Publicaties

Zinkvinger aan de pols; ontwikkelingen en implicaties van de zinkvingertechnologie

Signaleringen | 16.06.2009 | 090616-02

De COGEM monitort voordurend op nieuwe technieken binnen de biotechnologie. In dit kader signaleert zij een nieuwe ontwikkeling binnen de genetische modificatie: de zinkvingertechnologie. In de onderhavige signalering geeft de COGEM een globaal overzicht van de ontwikkelingen op dit gebied. Daarnaast wordt aandacht besteed aan potentiële risico’s van zinkvingers en aan de mogelijke gevolgen van zinkvingers voor de regelgeving omtrent genetisch gemodificeerde organismen (ggo’s).
Met zinkvingers wordt het mogelijk om erfelijk materiaal op een zeer gerichte wijze te veranderen. Deze technologie is daarom veelbelovend en kan voor zowel de medische sector als de plantenbiotechnologie van groot belang zijn. Daarnaast komen nu de eerste praktische toepassingen in zicht.
Vanuit het werkveld zijn mogelijk vragen te verwachten of het gebruik van zinkvingers al dan niet onder de ggo-regelgeving valt. Van een aantal werkzaamheden is het aannemelijk dat deze onder de regelgeving zullen vallen. Echter, er is één toepassing die meer aandacht behoeft, namelijk het gebruik van zogenaamde zinkvingernucleases die als eiwit aan een gastheercel worden toegediend.

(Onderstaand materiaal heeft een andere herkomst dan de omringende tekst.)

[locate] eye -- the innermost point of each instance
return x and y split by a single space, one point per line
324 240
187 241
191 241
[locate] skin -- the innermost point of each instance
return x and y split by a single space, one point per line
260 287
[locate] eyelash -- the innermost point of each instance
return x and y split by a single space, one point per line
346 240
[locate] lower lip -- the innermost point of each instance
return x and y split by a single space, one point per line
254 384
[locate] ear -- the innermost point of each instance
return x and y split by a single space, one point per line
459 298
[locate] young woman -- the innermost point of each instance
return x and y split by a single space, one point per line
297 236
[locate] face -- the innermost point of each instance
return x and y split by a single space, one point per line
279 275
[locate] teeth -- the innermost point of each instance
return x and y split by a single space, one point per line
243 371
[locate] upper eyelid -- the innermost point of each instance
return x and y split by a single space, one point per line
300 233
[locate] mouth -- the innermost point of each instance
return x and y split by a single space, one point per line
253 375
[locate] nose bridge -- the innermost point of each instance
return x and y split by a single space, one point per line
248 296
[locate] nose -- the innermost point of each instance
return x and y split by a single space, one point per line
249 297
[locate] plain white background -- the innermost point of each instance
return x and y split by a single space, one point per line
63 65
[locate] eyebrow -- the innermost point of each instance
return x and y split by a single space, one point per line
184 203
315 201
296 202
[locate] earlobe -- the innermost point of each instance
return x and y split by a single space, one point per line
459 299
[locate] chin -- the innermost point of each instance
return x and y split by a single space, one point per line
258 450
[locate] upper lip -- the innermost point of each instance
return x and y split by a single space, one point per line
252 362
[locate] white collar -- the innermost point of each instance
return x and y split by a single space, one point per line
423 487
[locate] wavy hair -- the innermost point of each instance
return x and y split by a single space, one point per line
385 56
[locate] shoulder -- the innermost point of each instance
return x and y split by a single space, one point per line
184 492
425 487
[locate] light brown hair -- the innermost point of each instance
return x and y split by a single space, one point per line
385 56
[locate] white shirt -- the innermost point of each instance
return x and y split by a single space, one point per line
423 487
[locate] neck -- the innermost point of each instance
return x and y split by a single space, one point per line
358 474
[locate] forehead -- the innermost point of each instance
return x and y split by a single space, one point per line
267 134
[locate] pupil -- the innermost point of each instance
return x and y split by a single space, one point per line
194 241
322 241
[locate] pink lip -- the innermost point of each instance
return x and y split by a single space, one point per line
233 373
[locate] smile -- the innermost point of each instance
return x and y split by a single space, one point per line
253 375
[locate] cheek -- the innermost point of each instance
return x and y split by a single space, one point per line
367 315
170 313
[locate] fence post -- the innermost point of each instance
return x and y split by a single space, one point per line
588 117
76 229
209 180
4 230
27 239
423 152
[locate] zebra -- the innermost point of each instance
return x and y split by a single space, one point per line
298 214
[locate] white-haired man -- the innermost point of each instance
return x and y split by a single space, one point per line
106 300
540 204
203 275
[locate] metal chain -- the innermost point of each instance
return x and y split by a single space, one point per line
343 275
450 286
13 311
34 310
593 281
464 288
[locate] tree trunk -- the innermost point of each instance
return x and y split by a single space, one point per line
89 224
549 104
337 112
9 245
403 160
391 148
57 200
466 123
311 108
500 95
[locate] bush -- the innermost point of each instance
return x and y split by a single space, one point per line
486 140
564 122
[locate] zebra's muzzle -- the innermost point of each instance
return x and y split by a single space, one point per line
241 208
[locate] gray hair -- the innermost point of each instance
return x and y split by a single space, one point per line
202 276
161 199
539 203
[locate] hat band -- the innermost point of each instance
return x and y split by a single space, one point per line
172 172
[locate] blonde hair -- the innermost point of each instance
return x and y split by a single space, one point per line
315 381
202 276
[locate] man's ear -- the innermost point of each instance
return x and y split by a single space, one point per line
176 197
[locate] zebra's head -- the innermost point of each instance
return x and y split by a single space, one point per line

Hierbij worden wijzigingen in het erfelijke materiaal van de cel aangebracht, waardoor er sprake is van genetische modificatie. Echter, deze werkzaamheden vertonen overeenkomsten met een techniek die al vele jaren geleden is vrijgesteld van de ggo-regelgeving, de chemische mutagenese. Het is dus de vraag of het gebruik van zinkvingernucleasen in eiwitvorm wel onder de regelgeving moet vallen.
In Europa is een werkgroep opgericht die onder meer onderzoekt of een aantal technieken onder de ggo-regelgeving moeten vallen. Deze werkgroep besteedt ook aandacht aan de zinkvingertechnologie. De onderhavige signalering kan een bijdrage leveren aan het bepalen van een standpunt over zinkvingers.